Thursday, September 18, 2014

Growing Into the Gift of Discernment

I have always desired the spiritual gifts, especially the gift of discernment. After many years of praying for this particular gift, I am finally seeing it develop. I have yet to physically see anything in the spiritual realm but I have definitely felt things. Sometimes God just points out a spirit to me. I am growing into this gift and am getting used to differentiating between my own perception and the Holy Ghost’s radar.
A couple weeks ago I started my mental health nursing clinical. My experiences have been less than exceptional and perhaps it is not a far stretch to say the supernatural may have something to do with it. My first day of clinical was not good. I felt frustrated and found myself complaining the entire time. I went home realizing I had not even considered covering myself in prayer for this clinical experience.
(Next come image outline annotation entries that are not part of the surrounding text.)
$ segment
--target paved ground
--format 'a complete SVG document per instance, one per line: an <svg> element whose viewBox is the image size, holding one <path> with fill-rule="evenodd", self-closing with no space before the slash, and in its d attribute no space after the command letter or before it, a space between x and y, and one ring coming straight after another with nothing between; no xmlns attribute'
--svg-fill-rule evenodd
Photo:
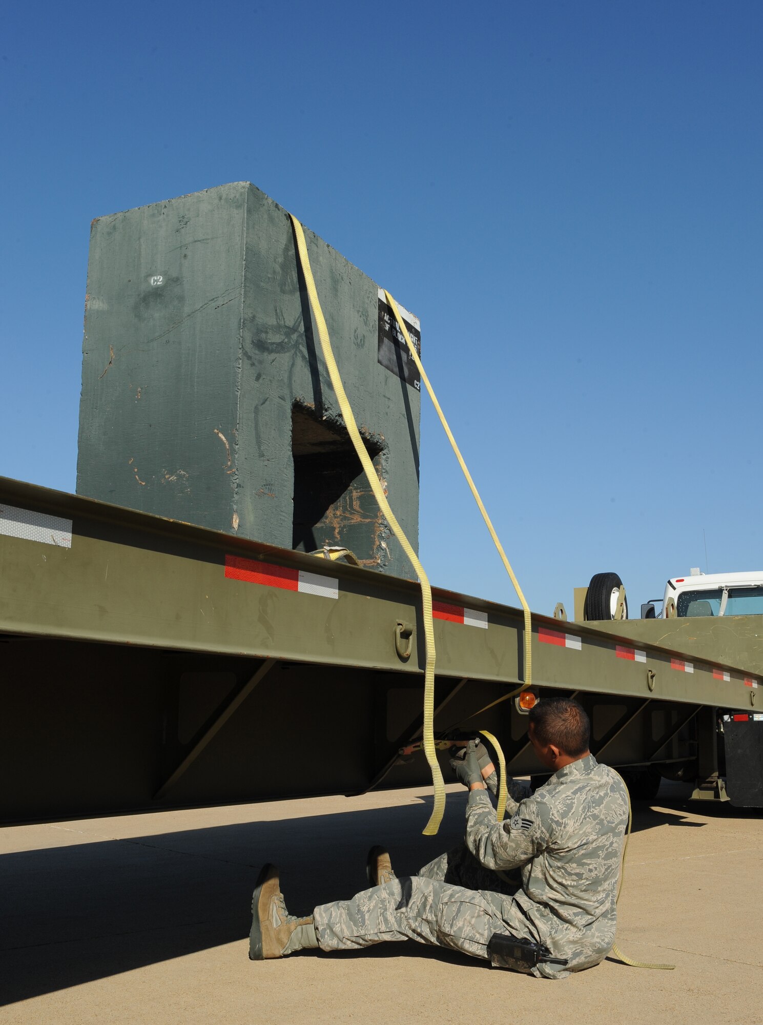
<svg viewBox="0 0 763 1025"><path fill-rule="evenodd" d="M372 843L399 873L455 843L458 787L434 838L412 790L2 829L0 1022L758 1025L763 818L667 790L636 809L617 941L676 971L606 960L562 982L414 943L248 960L263 861L305 913L364 887Z"/></svg>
The following week I came back to the clinical sight hoping for a better experience and I was more aware of the territory I was entering. I found myself feeling very frustrated again. I did not express my emotions and did not share them with my nursing peers but I could feel the frustration and irritability burning on the inside. I felt like I was swirling in a sea of negativity and no one else seemed to be experiencing it. I even found myself resenting one of my peers for no reason. I quickly realized that a spirit of anxiety was trailing me. I tried to pray against it while at the mental hospital where my clinical was taking place but I felt too weak mentally. I felt so desperate I even texted my family and asked for prayer. The enemy’s arsenal was coming at me hard. The spirit ended up following me home but thankfully I recognized it’s presence on my home and found the strength to pray against it. I also had the prayers of my family supporting me.
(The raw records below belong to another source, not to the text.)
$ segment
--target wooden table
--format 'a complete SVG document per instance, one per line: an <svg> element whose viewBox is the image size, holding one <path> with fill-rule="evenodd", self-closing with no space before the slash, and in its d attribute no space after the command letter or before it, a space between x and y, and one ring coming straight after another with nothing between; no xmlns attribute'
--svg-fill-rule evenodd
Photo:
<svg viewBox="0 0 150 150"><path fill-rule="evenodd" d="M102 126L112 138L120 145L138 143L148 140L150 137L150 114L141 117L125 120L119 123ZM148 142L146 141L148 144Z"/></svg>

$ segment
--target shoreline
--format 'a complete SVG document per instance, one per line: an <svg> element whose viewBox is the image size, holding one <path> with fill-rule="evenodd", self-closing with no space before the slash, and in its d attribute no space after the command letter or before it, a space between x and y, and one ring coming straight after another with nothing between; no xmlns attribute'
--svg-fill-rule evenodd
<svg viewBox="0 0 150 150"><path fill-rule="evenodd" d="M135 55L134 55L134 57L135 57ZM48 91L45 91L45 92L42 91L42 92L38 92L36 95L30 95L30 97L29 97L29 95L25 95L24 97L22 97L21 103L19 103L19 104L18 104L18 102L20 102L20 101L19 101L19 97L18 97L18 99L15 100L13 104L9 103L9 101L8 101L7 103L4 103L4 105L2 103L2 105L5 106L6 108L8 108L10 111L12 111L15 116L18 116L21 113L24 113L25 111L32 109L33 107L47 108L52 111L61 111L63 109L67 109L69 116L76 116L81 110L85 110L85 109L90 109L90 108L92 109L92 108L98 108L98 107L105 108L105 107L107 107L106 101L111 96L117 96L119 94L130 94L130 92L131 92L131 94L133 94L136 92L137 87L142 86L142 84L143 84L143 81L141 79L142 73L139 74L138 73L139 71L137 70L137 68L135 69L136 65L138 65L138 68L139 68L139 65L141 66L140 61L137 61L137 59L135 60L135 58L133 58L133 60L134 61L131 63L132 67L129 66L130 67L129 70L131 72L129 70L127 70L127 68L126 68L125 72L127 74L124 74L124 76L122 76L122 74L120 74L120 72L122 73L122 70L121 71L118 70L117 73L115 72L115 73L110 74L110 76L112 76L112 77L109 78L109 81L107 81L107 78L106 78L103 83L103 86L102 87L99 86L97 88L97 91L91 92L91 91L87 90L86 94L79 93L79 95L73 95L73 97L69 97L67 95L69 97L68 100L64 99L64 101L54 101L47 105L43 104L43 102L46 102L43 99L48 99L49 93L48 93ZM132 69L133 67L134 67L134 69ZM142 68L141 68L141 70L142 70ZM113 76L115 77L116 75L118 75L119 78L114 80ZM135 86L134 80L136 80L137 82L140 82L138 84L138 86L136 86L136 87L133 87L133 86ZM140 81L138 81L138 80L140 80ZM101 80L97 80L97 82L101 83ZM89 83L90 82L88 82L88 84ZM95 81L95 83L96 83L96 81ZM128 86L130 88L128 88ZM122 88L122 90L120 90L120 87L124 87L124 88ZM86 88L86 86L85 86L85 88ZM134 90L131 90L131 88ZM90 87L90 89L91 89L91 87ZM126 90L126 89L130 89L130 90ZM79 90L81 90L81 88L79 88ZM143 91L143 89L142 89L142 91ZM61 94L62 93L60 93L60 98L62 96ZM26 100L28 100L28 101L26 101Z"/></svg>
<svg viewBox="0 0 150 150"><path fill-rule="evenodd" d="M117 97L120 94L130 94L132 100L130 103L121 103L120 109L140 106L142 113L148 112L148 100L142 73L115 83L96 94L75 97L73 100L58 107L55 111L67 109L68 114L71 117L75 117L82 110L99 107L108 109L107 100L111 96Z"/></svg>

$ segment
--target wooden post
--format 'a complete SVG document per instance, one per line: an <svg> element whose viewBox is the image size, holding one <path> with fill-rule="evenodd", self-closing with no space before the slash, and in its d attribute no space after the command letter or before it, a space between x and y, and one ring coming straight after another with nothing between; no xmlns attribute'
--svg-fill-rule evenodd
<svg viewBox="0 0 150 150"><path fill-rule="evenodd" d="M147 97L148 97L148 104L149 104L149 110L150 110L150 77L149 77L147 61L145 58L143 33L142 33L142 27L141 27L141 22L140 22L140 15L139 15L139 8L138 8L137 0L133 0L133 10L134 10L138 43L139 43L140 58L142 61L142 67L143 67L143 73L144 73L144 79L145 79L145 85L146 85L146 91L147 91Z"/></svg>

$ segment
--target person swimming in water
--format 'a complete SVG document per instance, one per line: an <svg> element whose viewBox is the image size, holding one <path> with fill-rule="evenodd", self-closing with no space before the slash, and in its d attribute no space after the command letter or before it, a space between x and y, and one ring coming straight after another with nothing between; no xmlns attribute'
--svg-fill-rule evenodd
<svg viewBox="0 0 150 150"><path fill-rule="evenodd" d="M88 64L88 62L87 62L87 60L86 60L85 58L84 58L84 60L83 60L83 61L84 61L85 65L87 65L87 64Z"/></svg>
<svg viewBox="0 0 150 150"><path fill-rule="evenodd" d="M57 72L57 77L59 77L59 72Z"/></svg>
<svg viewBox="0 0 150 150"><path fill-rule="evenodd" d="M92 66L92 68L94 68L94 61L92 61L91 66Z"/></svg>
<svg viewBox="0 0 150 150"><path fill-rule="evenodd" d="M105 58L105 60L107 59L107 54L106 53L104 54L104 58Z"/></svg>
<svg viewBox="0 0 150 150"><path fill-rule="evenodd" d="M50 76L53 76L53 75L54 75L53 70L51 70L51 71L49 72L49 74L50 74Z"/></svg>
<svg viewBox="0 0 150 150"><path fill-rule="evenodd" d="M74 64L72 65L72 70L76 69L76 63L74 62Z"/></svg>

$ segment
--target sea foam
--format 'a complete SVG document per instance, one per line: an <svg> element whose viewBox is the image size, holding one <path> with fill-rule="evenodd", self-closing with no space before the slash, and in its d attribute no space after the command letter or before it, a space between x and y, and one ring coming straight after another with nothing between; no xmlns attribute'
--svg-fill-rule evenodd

This week I went to clinical fully alert and ready for the spiritual activity that was going to surround me once I set foot in the hospital. I was in a fairly good mood for most of the 6 hours I was there. However, towards the end, as I sat with my peers and listened to them reflect on their experiences, it hit me. A wave of depression rushed over me and suddenly I felt like crying. I felt so heavy and fatigued as if someone had thrown a sopping wet blanket over my head. The Holy Ghost discerned the situation and I began to pray in my mind and sing a worship song. I recognized the spirit of depression. It was the first spirit God showed me. Thankfully He showed me in a dream and not real life. As I prayed the feeling of sadness lifted. The heaviness did not go away completely until I left the hospital.
As I walked out of the hospital God reminded me to brush off the dust, and so, I literally did just that. I walked to my car with my heavy school bag and brushed off both my shoulders and my head and I said out loud, “Spirits, you cannot come home with me or come into my car in Jesus’ name”. I pulled out of the parking lot that night feeling relieved.

 God has been teaching me to be more sensitive and has been helping me recognize spirits everywhere I go. It is very interesting but also very serious. I know I must be prayed up and fasted up and carry my shield of faith wherever I go. This is a very dark world we live in and the spiritual battle is at large. Sleeping soldiers cannot stand.